Convened by AFCAC under her leadership in partnership with the African Union Commission, the AfCFTA Secretariat and AUDA-NEPAD, it attracted an unprecedented coalition of policymakers, regulators, airlines, airports, investors, development finance institutions, technology providers and international partners around a shared vision for Africa’s aviation future.

For Adeyemi, the Convention was never simply about bringing people into the same room. It was about creating the conditions for meaningful collaboration and measurable progress.
According to her, “Africa is moving beyond conversations about a single sky and towards building a more integrated aviation ecosystem where connectivity becomes a driver of continental growth.” That philosophy has shaped much of her work throughout her career.

Long before the renewed momentum around SAATM, Adeyemi was contributing to the evidence base that strengthened the case for greater air connectivity across Africa. During her time at the International Air Transport Association (IATA), she led the landmark twelve-country Value of Aviation study, demonstrating aviation’s economic contribution across the continent. The study became an important reference in the conversations that supported the launch of SAATM in 2018.

Her long-held view that the African Continental Free Trade Area creates the market while SAATM connects it has since become an increasingly influential way of understanding the relationship between aviation and economic integration. It also provided a clear strategic thread throughout the discussions in Lomé.

Those who have followed her career recognise a consistent leadership approach. Rather than treating aviation as a standalone industry, she has consistently positioned it as critical infrastructure for trade, investment, tourism, job creation and regional integration.

That perspective was evident throughout the Convention’s agenda, from discussions on improving connectivity and affordability to advancing digital transformation, sustainable aviation, infrastructure investment and human capital development.

The significance of the inaugural African Air Transport Convention & Expo therefore extends beyond the event itself. It demonstrated what is possible when governments, regulators, industry leaders and development partners align around a common purpose and commit not only to dialogue, but to implementation.

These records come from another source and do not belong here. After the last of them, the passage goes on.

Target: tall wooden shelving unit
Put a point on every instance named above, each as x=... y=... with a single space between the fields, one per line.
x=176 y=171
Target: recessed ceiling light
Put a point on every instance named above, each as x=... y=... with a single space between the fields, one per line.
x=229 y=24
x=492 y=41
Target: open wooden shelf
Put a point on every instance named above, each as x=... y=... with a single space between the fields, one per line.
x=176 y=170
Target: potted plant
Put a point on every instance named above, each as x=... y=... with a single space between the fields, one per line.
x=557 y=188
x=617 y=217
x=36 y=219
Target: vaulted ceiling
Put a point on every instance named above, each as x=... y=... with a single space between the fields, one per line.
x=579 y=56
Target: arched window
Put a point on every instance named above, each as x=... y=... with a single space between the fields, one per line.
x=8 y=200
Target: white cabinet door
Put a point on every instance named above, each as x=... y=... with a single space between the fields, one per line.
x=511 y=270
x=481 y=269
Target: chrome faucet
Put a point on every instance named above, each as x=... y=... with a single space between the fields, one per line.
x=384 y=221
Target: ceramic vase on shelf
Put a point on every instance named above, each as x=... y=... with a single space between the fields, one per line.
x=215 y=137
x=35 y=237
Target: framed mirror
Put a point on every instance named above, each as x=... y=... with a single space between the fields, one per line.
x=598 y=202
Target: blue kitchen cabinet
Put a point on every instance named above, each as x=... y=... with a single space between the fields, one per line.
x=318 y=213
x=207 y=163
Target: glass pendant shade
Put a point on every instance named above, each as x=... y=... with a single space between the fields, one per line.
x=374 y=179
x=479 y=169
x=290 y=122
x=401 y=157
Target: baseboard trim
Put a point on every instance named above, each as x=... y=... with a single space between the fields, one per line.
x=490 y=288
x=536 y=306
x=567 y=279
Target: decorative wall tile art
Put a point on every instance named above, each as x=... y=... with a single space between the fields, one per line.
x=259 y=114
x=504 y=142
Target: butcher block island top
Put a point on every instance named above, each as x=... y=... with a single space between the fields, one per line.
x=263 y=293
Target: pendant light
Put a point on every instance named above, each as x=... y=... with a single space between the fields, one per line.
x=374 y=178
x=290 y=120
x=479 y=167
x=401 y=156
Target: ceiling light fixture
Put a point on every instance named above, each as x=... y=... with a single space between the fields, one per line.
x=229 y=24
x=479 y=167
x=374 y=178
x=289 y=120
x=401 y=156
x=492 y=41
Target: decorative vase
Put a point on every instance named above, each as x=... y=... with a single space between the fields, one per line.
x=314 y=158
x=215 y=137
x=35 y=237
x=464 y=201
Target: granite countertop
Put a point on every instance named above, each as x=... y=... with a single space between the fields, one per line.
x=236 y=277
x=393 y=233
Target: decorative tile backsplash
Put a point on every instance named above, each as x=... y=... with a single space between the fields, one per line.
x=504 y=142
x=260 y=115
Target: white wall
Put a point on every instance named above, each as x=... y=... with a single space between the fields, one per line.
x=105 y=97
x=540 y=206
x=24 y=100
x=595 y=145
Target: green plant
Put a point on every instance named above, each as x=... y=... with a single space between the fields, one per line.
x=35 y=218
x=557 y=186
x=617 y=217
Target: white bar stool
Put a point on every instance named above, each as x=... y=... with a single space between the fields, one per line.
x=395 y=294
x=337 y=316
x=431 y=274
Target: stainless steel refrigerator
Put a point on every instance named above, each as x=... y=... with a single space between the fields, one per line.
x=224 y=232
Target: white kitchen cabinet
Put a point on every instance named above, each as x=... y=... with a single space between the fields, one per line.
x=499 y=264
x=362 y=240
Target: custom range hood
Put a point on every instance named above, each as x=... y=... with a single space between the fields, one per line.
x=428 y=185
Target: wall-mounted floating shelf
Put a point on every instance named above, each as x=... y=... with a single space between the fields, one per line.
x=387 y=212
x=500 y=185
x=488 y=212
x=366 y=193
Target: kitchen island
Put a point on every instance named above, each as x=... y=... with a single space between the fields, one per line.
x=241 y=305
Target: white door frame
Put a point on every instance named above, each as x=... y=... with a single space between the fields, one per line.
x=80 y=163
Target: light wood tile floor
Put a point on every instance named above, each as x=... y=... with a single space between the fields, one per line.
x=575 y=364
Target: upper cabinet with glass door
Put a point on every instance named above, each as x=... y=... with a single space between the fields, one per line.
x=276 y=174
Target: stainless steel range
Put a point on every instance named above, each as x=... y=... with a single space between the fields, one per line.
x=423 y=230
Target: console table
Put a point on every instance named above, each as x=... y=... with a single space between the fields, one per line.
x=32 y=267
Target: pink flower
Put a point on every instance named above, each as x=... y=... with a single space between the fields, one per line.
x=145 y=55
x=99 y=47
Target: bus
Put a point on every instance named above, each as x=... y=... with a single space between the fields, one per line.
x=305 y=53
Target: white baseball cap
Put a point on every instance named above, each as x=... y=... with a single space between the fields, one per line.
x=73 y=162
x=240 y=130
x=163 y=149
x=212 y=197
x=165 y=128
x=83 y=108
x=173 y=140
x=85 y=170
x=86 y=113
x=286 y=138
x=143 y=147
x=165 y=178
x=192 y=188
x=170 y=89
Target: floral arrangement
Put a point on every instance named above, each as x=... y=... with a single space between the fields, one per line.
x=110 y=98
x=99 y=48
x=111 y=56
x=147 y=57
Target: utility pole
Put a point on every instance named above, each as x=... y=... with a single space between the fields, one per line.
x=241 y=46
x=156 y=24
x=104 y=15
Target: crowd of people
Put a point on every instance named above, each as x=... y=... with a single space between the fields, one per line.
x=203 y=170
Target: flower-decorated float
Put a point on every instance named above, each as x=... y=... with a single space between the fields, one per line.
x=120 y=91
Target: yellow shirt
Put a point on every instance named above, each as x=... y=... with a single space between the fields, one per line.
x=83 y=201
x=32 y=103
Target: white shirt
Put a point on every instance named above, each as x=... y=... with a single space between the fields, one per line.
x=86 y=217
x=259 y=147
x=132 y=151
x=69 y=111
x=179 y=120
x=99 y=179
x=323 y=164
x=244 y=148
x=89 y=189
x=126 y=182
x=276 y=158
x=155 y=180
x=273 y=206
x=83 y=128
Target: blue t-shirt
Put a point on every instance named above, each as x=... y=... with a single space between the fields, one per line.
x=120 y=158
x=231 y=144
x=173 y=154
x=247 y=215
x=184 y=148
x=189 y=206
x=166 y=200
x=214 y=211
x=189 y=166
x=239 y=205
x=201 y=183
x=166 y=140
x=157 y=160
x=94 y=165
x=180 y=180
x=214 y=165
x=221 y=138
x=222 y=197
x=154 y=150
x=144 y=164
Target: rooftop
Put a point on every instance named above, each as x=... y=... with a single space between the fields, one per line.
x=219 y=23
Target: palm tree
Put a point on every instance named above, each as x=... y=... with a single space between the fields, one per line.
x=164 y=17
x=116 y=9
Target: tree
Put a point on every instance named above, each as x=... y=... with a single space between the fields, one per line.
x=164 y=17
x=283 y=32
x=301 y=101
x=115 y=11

As Africa advances the ambitions of Agenda 2063 and the African Continental Free Trade Area, aviation will play an increasingly important role in determining how efficiently people, goods and opportunities move across the continent.
For leaders like Adefunke Adeyemi, the task now is to sustain the momentum created in Lomé and translate continental commitments into lasting outcomes.

The Convention may have concluded, but the transformation it seeks to accelerate is only just beginning.